In the latter case, the store is presumed to be an agent of the customer’s financial service provider, and the store cannot offer the CICO service without an agency contract from that provider. But why? The cash that was offered was the store’s as is the account that would receive the electronic payment, and the transaction would have occurred entirely through a secure, real-time technology platform that banks offer all their clients.

A Regulatory Fix

Of course, purely financial transactions are usually held to higher consumer protection standards than normal commercial transactions. My proposal is not to deregulate CICO, but to create a new license type for CICO network managers. Holders of this license would carry certain consumer protection obligations (such as ensuring that tariffs are explicitly posted at all CICO outlets, and that they have a call center to handle any complaints that customers may have on individual CICO outlets) – entirely reasonable expectations for retailers, even if we normally don´t ask them of rice sellers.

But once you have a CICO license, then you could sign up any store you wanted and crucially, offer CICO services on the platform of any financial institution in which you have an account. In other words, you wouldn’t have to beg the incumbent to give you a special agent contract. All you would need to do is to open a normal customer account with them, which the incumbent couldn´t deny you.

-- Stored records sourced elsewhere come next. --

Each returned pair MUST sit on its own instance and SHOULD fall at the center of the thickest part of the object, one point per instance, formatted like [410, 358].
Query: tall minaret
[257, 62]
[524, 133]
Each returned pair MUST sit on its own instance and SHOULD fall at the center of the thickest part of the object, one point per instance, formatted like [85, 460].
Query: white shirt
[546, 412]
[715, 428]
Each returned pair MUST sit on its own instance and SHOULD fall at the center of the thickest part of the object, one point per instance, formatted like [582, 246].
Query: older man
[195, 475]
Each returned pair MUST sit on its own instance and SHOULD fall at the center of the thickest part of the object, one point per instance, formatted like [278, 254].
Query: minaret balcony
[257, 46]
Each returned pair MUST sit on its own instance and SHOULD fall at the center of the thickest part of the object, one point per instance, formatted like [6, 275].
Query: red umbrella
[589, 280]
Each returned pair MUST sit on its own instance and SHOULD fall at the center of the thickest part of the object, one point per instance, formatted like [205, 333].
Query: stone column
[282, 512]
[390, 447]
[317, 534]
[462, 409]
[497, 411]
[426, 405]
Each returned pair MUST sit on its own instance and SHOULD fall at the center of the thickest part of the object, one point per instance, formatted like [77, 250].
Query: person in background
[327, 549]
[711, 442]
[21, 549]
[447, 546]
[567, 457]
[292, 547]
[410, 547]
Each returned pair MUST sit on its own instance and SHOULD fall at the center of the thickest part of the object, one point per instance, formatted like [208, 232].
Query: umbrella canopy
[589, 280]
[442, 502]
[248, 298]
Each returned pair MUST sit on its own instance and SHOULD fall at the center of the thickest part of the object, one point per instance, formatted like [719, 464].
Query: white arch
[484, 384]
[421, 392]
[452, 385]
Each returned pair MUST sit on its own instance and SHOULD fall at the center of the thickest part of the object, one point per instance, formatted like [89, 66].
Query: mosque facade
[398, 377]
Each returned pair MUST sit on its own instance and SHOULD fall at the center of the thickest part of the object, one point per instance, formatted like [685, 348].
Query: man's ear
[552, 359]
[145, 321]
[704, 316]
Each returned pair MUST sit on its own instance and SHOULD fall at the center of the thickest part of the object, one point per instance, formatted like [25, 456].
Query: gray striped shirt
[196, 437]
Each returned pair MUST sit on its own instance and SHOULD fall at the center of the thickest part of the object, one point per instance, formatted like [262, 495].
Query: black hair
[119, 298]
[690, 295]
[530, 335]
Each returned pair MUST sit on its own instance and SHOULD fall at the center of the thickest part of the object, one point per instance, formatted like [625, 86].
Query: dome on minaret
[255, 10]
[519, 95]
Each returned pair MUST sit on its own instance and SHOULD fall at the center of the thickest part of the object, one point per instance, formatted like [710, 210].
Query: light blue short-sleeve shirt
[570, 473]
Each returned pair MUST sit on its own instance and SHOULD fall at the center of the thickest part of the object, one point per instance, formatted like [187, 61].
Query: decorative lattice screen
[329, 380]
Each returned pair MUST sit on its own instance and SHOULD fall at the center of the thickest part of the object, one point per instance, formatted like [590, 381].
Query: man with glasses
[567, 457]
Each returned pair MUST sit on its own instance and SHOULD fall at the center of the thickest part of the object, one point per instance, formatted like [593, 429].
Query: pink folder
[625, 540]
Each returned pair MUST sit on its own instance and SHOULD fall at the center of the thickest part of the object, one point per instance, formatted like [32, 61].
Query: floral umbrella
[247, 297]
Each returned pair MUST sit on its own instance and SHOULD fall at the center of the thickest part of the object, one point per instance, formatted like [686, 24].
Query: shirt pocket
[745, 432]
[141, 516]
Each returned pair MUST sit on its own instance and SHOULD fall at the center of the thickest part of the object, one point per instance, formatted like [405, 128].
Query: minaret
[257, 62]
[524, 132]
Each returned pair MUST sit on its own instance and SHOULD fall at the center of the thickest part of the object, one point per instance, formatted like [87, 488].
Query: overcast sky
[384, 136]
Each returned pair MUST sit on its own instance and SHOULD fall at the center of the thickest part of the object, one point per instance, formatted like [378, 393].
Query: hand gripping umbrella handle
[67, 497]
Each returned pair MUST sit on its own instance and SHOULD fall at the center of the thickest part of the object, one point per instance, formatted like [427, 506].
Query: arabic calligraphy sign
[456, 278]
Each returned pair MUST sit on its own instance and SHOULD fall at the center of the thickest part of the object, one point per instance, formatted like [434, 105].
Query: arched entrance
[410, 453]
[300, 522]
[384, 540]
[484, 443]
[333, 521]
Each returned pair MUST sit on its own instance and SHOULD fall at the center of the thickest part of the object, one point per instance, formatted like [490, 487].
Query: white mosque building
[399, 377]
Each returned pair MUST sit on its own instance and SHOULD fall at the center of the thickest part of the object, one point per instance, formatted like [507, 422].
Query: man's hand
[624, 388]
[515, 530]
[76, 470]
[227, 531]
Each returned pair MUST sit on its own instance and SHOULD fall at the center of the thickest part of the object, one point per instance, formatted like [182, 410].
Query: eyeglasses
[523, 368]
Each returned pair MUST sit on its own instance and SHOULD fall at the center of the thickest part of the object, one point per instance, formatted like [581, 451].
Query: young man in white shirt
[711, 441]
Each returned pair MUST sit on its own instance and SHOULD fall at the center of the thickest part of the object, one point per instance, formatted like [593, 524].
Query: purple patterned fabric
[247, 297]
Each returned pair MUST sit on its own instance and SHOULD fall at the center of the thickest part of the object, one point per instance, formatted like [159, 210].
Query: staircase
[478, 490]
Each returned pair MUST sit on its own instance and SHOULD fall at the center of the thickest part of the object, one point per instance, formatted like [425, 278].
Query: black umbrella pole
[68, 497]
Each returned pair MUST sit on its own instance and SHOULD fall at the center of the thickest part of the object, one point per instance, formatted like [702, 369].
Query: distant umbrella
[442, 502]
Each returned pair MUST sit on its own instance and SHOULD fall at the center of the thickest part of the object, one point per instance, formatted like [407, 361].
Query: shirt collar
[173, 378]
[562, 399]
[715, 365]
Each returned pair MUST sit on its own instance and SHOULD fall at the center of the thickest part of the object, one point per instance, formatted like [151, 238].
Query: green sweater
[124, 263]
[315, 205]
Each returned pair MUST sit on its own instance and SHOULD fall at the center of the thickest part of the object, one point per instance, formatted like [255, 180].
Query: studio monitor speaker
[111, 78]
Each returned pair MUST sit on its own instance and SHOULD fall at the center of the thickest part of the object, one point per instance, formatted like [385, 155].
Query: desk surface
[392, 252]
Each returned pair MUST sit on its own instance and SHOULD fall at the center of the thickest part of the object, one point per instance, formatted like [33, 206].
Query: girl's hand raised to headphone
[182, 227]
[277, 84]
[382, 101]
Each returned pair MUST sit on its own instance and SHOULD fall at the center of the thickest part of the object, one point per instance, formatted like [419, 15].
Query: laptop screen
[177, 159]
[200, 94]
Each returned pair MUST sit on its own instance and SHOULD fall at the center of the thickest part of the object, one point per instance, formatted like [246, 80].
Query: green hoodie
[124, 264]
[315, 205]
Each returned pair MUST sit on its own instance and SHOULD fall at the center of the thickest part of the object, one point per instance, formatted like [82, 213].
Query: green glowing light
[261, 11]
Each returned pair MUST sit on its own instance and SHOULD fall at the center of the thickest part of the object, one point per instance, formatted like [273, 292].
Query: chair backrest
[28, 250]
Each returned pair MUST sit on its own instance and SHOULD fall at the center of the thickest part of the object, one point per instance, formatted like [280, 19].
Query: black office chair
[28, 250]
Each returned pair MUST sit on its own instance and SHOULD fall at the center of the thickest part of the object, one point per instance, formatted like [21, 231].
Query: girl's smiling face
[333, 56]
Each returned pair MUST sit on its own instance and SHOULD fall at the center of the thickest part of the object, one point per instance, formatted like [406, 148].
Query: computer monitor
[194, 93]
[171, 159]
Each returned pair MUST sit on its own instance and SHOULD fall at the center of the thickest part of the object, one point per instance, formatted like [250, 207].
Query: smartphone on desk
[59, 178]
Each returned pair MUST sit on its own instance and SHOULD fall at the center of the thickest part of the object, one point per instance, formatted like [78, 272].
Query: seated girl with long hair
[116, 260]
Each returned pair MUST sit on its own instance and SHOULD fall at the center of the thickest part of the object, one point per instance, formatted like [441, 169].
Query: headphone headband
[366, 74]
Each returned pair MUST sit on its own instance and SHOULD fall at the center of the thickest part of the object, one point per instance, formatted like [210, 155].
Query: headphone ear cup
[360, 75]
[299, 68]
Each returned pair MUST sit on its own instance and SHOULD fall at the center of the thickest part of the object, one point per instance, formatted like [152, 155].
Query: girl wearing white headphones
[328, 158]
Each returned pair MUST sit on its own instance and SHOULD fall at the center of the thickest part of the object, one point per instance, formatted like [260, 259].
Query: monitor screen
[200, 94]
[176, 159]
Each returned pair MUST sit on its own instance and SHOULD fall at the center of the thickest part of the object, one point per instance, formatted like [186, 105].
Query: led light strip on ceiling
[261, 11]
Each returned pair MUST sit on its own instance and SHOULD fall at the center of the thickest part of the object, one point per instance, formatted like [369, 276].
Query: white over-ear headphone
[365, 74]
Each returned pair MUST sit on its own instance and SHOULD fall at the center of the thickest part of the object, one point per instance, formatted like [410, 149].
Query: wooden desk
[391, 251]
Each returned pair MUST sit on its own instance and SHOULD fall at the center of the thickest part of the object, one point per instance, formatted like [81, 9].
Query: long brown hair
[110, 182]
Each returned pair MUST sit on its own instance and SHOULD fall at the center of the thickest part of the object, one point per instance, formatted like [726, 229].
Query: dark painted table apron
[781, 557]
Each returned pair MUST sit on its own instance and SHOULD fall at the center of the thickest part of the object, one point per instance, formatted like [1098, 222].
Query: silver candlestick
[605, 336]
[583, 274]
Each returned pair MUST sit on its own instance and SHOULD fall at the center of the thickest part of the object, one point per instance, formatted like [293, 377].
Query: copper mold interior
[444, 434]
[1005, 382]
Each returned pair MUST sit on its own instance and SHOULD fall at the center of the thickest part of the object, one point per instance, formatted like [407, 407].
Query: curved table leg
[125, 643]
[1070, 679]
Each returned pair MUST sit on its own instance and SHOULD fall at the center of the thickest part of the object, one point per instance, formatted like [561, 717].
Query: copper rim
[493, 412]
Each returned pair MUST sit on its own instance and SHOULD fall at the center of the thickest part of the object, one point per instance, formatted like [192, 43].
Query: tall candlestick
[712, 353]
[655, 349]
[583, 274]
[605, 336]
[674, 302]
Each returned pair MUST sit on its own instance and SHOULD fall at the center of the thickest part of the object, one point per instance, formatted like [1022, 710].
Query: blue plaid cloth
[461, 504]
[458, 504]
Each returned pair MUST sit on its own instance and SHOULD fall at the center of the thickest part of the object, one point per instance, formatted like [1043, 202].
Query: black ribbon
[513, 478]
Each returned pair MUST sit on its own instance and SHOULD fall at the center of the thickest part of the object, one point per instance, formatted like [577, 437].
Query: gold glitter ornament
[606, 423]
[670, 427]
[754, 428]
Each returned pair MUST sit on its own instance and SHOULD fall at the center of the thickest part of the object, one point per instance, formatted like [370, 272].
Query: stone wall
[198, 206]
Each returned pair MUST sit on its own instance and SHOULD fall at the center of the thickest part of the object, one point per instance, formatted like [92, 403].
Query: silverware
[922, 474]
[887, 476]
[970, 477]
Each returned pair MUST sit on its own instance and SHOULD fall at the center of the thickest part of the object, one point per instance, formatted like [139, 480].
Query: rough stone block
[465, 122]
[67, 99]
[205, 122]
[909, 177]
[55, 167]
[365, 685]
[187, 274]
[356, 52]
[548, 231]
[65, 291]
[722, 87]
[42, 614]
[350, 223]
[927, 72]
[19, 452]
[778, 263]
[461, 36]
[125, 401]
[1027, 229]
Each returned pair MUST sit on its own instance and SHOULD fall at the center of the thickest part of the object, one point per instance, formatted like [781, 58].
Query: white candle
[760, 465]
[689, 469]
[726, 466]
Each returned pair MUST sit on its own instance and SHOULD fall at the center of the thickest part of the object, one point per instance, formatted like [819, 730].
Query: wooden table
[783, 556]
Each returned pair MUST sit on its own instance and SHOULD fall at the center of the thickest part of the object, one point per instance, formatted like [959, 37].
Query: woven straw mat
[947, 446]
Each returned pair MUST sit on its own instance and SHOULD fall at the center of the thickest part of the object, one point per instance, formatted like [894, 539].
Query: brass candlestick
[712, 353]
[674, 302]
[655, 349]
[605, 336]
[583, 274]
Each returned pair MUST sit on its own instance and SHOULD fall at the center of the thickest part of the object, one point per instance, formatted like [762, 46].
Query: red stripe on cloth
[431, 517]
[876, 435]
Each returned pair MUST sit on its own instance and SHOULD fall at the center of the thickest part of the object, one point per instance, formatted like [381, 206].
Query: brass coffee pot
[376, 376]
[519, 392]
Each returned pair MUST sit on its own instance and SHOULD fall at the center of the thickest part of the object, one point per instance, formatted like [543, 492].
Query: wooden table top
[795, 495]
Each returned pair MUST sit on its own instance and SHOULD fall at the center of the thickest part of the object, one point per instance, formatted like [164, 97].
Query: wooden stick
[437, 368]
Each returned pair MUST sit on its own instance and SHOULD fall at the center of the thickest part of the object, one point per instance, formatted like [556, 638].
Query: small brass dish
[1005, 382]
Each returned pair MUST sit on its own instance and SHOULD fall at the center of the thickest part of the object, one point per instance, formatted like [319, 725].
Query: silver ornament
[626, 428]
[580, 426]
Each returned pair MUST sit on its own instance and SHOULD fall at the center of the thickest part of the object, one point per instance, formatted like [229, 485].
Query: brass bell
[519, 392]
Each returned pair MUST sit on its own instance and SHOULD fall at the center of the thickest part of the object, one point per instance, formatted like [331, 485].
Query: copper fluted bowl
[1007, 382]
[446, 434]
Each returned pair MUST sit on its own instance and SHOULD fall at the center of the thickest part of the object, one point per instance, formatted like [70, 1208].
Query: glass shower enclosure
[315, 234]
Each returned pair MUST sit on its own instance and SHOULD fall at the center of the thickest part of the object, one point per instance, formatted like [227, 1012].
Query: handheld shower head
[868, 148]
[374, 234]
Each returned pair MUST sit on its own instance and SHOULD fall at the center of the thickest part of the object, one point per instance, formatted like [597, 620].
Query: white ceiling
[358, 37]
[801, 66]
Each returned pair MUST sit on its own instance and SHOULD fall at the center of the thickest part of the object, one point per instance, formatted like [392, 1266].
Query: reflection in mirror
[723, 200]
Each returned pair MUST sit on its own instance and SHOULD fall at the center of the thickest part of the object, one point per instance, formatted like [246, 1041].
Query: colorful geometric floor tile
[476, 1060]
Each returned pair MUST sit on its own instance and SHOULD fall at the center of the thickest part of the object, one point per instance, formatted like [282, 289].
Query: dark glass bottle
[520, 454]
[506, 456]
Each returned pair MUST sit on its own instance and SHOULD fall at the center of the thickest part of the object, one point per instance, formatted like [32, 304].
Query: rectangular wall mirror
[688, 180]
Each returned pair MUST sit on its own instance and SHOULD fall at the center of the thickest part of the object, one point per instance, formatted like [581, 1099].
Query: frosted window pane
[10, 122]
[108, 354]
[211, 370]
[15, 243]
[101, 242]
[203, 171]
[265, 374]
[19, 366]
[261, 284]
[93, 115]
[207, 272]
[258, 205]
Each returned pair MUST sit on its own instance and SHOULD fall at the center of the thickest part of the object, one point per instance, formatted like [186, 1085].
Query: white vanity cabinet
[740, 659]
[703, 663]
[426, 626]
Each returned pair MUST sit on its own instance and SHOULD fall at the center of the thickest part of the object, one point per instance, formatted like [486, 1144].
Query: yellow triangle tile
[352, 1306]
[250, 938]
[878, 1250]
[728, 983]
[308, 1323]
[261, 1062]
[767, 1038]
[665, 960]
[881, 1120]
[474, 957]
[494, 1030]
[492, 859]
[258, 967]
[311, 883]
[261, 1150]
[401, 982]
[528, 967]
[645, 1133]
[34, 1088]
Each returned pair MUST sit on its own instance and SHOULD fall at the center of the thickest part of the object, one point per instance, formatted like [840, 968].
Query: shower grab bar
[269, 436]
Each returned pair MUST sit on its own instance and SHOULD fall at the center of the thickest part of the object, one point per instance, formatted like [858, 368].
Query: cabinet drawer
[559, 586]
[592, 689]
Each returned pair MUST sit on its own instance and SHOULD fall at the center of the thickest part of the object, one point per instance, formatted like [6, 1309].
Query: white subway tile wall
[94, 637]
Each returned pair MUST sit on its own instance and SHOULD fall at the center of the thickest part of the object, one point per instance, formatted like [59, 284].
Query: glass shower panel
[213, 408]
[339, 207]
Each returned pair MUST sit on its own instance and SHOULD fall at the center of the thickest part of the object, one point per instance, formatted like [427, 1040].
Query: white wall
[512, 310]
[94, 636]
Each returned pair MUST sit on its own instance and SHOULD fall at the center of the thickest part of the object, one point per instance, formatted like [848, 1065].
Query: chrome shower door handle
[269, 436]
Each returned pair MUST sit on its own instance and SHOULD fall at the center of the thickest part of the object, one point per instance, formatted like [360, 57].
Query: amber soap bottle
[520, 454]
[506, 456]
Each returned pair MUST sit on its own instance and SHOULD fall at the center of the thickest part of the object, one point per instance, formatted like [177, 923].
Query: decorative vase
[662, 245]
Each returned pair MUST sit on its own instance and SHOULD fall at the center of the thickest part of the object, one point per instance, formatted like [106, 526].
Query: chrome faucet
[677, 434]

This one little change would completely shift the competitive dynamics of digital financial services. Under the current direct agency model, incumbent firms have no incentive to make it easier for competitors to create CICO outlets. Whereas under the independent CICO network manager model, all licensed CICO networks would have the incentive to offer CICO services for all providers, no matter their size: with a full suite of available services, they will find it easier to sign up stores to work for them, and these stores will find it easier to convince more users to walk into their stores.

Incumbents would still be free to establish their own proprietary CICO networks, as today. But they would have to compete with independent CICO networks that are now able to aggregate business from all financial service providers, creating true competition.

All players could then claim a comparable physical presence as the incumbent. They would all benefit from the same branded competition between CICO networks. They could compete strictly on the basis of the quality of their digital financial services offering.

Unbundling the regulatory treatment of digital financial services would help competition reach every segment of the business; the current integrated model only serves the interests of the largest telecommunication companies and banks in the land.